The response of the Feds was severe. I suffered heavy E.M. wave attack that I couldn't stay at my home. At last I had to go San Francisco to live with my parents. On 1/15 I encountered with a bank robbery on my way to my parents' house. I think it was a trap Feds prepared for me - a "random shooting death" case. The case was disrupted by a bystander. (see 402,404,561,562 "San Francisco bank robbery")
In mid March 1999, my parents and my wife told me they would leave for trip within a week. My parents would go China. My wife would go Hong Kong with my daughter and her father. So I would be left alone in the house, either in San Francisco or in San Jose. I thought the Feds could wait any time longer to boost the stock market. They prepared another murder case for me. Before my relatives' leaving, I bought an air ticket and went to Hong Kong on 3/19.
As I expected, the Hong Kong stock market went bull followed the leadership of New York stock market after I arrived in Hong Kong. Seeing a boiling market, seeing other stocks were rushing towards their historical high, I bought another 100 Boeing shares at the price $41 on 4/15. Boeing's historical high was $60, there was $19 space for its price to grow. When Boeing stock turned its head to downwards, I realized I made a mistake. I remembered the experience in China: a rising price curve suddenly stopped and turn downwards. The turning point was always when my purchase order finished. On 4/21, I sold my stock. I made $3100 dollars at Citi Bank.

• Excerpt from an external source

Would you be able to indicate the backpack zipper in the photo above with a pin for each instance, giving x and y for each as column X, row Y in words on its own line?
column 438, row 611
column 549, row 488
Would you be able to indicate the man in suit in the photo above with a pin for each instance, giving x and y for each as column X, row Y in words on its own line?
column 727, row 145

I lost $230 on that newly bought "Boeing". I knew if I held on it, they could drive the price to $34. I made $650 on the Boeing I originally bought on 9/23/1998 later.
In Hong Kong, I had a hard time to make a trading. The phone in my rented room was harassed. To carry out a trading, one day I had to go out in mid-night, to buy a phone card in a Seven-Eleven store and called the securities company to fulfill a deal by public telephone.